Following the exploration with the Camera Obscura outside, the Observatoire was transformed into a double camera obscura inside for much of october. The children were invited to visit, explore, and ask questions.
Surprisingly, the "Upside Down" effect was not as amazing as the surprise of seeing the image move (cars coming in, pedestrians crossing the place, trees moving...). And again the children demonstrated how they observe.
We learned about the effect of the position of the sun on the image, as well as a few things about lenses that could be used to enhance the image. Subsequently, Isabelle went to set up a camera obscura for another show in November, using the practice gained in the studio with the public.
To read Isabelle's notes about her journey through camera obscura, read her blog
In September, Isabelle brought in some giant Camera Obscura!
Isabelle Desjeux's practice is concerned with science and ways of knowing. Her installations often call upon the viewer to become the experimenter, raising their curiosity and making them ask questions. As the long-term resident at l'Observatoire, Isabelle has been working in The Blue House School environment for over 5 years, demonstrating that it is the perfect environment for her installation-in-progress and collaborations.

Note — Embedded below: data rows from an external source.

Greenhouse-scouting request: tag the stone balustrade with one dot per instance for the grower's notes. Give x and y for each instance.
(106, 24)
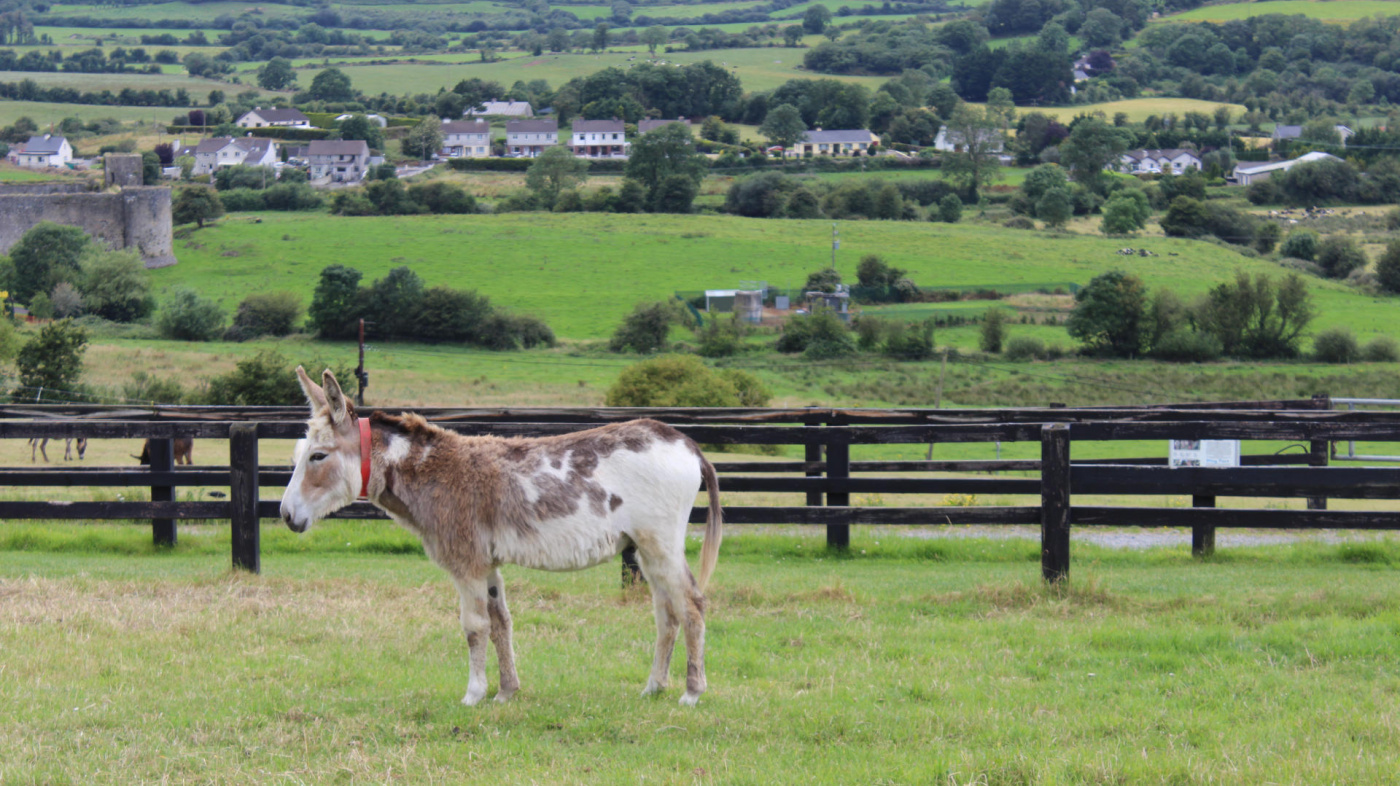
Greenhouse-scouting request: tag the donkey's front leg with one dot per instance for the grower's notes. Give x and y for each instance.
(476, 625)
(501, 636)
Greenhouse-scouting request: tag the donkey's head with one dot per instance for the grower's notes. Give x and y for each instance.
(328, 458)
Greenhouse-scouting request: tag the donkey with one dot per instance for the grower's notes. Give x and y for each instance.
(555, 503)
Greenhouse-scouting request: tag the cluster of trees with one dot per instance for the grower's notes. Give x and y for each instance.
(1248, 317)
(62, 272)
(401, 307)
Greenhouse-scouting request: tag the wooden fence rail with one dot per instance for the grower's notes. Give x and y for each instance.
(825, 477)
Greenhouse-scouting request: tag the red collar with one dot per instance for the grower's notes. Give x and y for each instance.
(364, 458)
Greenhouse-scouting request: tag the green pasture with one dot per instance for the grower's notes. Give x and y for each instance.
(44, 112)
(758, 69)
(912, 662)
(1329, 11)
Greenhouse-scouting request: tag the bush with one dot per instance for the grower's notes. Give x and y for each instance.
(189, 317)
(266, 314)
(1336, 345)
(1185, 345)
(1301, 244)
(1381, 349)
(1025, 348)
(1339, 255)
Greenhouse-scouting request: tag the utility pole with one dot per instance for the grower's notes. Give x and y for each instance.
(360, 373)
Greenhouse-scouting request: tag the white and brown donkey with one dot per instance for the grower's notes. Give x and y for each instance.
(556, 503)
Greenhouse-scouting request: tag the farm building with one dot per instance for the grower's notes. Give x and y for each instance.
(1246, 174)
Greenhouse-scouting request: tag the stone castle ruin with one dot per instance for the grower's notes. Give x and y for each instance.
(123, 213)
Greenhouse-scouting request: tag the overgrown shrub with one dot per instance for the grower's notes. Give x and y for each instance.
(185, 315)
(1336, 345)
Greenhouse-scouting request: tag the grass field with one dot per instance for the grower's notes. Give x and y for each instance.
(919, 662)
(1330, 10)
(584, 272)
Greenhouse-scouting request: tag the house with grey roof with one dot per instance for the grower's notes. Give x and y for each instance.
(527, 139)
(501, 109)
(338, 160)
(48, 150)
(261, 118)
(818, 142)
(599, 139)
(213, 154)
(466, 139)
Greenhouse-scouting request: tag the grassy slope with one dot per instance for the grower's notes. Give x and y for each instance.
(1266, 666)
(584, 272)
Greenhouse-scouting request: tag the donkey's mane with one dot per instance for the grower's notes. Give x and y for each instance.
(408, 423)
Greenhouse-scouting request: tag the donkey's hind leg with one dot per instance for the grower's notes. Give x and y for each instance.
(500, 615)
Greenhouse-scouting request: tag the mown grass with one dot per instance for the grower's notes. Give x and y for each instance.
(951, 666)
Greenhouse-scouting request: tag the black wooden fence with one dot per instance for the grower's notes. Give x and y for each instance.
(826, 475)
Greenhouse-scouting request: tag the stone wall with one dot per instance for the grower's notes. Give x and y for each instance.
(130, 217)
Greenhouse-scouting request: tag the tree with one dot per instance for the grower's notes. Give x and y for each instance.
(52, 359)
(276, 74)
(552, 171)
(46, 255)
(196, 203)
(335, 304)
(661, 154)
(424, 139)
(332, 84)
(654, 37)
(816, 18)
(116, 285)
(1110, 314)
(783, 126)
(360, 126)
(1092, 145)
(975, 164)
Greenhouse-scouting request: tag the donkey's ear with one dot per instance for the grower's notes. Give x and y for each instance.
(340, 407)
(315, 395)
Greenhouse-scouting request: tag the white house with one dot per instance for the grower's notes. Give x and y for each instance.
(1155, 161)
(853, 142)
(340, 161)
(466, 139)
(952, 142)
(529, 138)
(501, 109)
(599, 139)
(213, 154)
(48, 150)
(1256, 171)
(261, 118)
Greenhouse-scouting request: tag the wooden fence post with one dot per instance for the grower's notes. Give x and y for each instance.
(242, 496)
(1203, 535)
(163, 460)
(837, 465)
(1054, 502)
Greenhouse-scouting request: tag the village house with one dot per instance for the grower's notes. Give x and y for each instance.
(653, 125)
(818, 142)
(48, 150)
(261, 118)
(599, 139)
(466, 139)
(338, 161)
(213, 154)
(1155, 161)
(1256, 171)
(501, 109)
(952, 142)
(529, 138)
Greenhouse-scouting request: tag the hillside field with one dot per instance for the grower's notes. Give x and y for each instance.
(584, 272)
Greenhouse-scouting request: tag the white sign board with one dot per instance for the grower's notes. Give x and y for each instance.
(1204, 453)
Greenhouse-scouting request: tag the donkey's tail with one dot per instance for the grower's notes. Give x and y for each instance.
(710, 551)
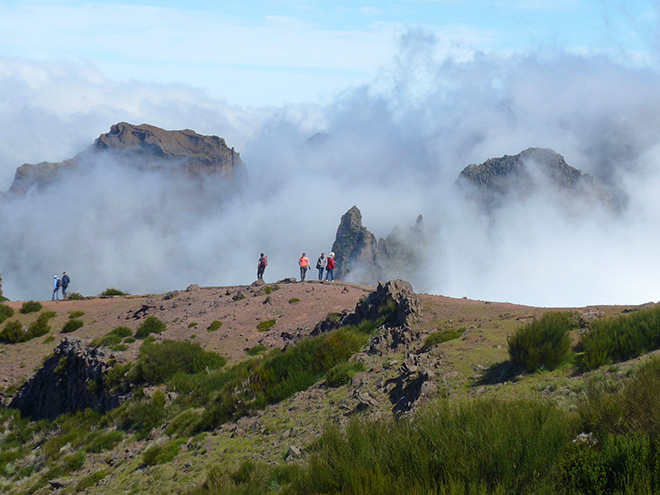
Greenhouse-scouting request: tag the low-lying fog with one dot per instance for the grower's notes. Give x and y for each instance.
(394, 149)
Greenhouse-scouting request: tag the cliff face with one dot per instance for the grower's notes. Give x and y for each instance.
(70, 380)
(144, 146)
(528, 172)
(361, 258)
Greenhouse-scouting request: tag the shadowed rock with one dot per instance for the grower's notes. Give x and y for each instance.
(70, 380)
(145, 147)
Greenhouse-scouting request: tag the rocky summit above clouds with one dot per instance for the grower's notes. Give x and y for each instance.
(145, 146)
(361, 258)
(527, 172)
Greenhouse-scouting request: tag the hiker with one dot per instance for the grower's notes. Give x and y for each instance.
(261, 266)
(65, 284)
(321, 264)
(330, 268)
(57, 283)
(303, 263)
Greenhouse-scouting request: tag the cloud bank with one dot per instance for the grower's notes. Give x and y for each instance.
(394, 148)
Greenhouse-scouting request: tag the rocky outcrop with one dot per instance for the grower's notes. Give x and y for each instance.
(360, 258)
(72, 379)
(146, 147)
(524, 174)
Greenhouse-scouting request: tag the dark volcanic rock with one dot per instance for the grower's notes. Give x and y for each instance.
(362, 259)
(524, 174)
(147, 147)
(354, 247)
(70, 380)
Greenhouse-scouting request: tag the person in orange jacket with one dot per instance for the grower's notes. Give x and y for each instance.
(303, 263)
(330, 268)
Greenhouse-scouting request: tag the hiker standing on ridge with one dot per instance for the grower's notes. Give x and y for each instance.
(303, 263)
(321, 264)
(65, 284)
(57, 283)
(261, 266)
(330, 268)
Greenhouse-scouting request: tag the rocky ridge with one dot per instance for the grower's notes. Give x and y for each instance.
(146, 147)
(362, 258)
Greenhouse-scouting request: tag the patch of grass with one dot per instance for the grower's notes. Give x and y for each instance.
(620, 339)
(31, 307)
(271, 288)
(112, 292)
(150, 325)
(158, 362)
(214, 326)
(440, 336)
(264, 326)
(257, 349)
(160, 454)
(72, 325)
(342, 374)
(5, 312)
(542, 343)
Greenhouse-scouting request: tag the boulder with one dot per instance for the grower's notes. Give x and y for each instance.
(72, 379)
(145, 147)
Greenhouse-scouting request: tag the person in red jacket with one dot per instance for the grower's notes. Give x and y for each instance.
(330, 268)
(303, 263)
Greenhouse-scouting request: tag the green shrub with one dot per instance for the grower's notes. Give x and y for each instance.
(542, 343)
(620, 339)
(13, 333)
(158, 362)
(31, 307)
(150, 325)
(257, 349)
(342, 374)
(471, 447)
(160, 454)
(264, 326)
(214, 326)
(5, 312)
(440, 336)
(72, 326)
(113, 292)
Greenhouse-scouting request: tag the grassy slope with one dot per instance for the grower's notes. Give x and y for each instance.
(459, 368)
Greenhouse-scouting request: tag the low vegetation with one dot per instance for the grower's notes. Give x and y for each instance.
(31, 307)
(72, 325)
(111, 292)
(150, 325)
(619, 339)
(264, 326)
(440, 336)
(542, 343)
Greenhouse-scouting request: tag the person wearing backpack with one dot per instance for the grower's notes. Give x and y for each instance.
(303, 263)
(57, 283)
(65, 284)
(261, 266)
(330, 268)
(321, 264)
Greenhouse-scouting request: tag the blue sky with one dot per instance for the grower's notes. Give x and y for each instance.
(275, 52)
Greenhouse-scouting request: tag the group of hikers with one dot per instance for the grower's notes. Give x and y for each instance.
(58, 283)
(323, 264)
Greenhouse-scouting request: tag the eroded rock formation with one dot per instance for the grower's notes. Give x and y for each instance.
(146, 147)
(72, 379)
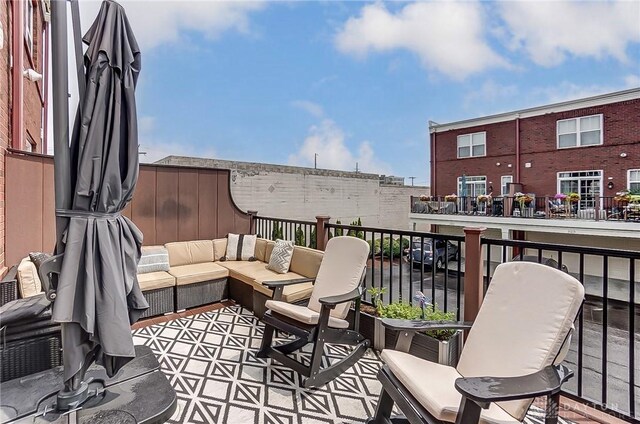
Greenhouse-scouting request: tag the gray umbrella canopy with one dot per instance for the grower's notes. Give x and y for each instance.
(98, 296)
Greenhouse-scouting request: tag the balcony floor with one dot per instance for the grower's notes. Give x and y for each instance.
(208, 355)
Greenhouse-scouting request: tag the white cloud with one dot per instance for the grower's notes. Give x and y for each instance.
(448, 37)
(311, 108)
(159, 22)
(489, 92)
(550, 31)
(328, 141)
(156, 147)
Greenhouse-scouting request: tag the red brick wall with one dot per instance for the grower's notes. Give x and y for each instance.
(5, 102)
(538, 146)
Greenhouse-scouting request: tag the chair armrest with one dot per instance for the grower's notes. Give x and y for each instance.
(421, 325)
(484, 390)
(332, 301)
(9, 286)
(275, 284)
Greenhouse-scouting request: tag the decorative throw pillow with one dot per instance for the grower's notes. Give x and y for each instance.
(153, 259)
(240, 247)
(281, 255)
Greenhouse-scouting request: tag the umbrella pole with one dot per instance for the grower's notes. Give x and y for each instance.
(75, 391)
(60, 72)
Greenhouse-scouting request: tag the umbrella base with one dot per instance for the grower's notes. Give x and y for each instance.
(139, 393)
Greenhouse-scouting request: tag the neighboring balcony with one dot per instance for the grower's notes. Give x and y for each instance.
(599, 216)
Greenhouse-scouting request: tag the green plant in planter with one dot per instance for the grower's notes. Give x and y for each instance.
(376, 293)
(426, 311)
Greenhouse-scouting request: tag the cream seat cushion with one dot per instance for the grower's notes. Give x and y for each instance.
(303, 314)
(433, 386)
(28, 281)
(156, 280)
(197, 273)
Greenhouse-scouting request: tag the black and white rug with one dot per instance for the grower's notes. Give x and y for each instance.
(210, 360)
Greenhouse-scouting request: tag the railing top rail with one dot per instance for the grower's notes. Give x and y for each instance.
(565, 248)
(396, 232)
(293, 221)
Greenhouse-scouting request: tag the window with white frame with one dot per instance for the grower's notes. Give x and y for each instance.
(504, 180)
(472, 145)
(633, 180)
(586, 183)
(28, 23)
(472, 187)
(576, 132)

Set up as a provocation near the entrance of the school, Isabelle observed how the children were reacting to those large objects. She is also tried to actively collaborate with the children to explore and improve upon the cameras.
Those cameras were first shown outside the Peranakan Museum during the Night Fest, and will be ready to tour Singapore once the children have "improved" them.
Apart from looking intriguing, these cameras use old technology to provide a different way of looking at the world, as used by many renaissance painters. They will let children look at their school in a new way, and maybe lead to a new series of paintings?
The school is surrounded by so much nature that only so much of it can be tamed by the gardener. Beyond the (slightly) ordered garden, lay all the small weeds and tall lalang that give the place its serene environment.
Inside the school, the children learn, play and laugh.
The Flora and the Fauna (children!) coexist in this environment where nature is respected.
What if now we tried to make the relationship tangible by giving the weeds the voice of the children? This is what the Giggling Weeds attempts.
During the few weeks of the installation, children were invited to lend their voice to the small un-noticed plants and make them visible through an interactive installation where you can touch the plants to hear them laugh!
Imagined by Isabelle Desjeux, the experiment was run with the help of intern and team member Amelia
and Blue House School.
An earlier version of this installation was developed for Playeum in 2015.
After an invitation to show works on rubber seeds for OH! Emerald Hill 2018, Isabelle decided to collaborate with the children and the community at Blue House to create an invented field of research: Hevealogy or How to Study a Rubber Seed.
The work consisted of exposing the children to rubber pods, seeds, seedlings and leaves collected around Singapore. Quickly, their curiosity was awakened and they naturally contributed many questions which could easily pass as scientific enquiry research. The questions and stories contributed by the children and the community were collated into a script for a performance lecture. The ideas were also used to re-create a Hevealogy classroom, complete with displays, posters, observations stations... and suggesting an alternative way of doing research, solely driven by curiosity, instead of pressure from academia or the institutional world of science.
In preparing for a workshop at Esplanade, entitled "Eternal Weed Drawing", children from SK at Bleu House were invited to look, draw and activate the Eternal Drawing Paper.
Using charcoal and pencils, observing chinese violets and wild passiflower, the children collaborated on the roll of paper and enjoyed turning the handle.
While the children explored, this was also research for the artist, who observed how the children interacted with the medium at hand, the various plants on offer, and the physicality of the drawing. The resulting large scale participatory drawing was created by children at the Esplanade from the 6th to 8th of October, as part of Nature's Creatures Octoburst's series of workshops.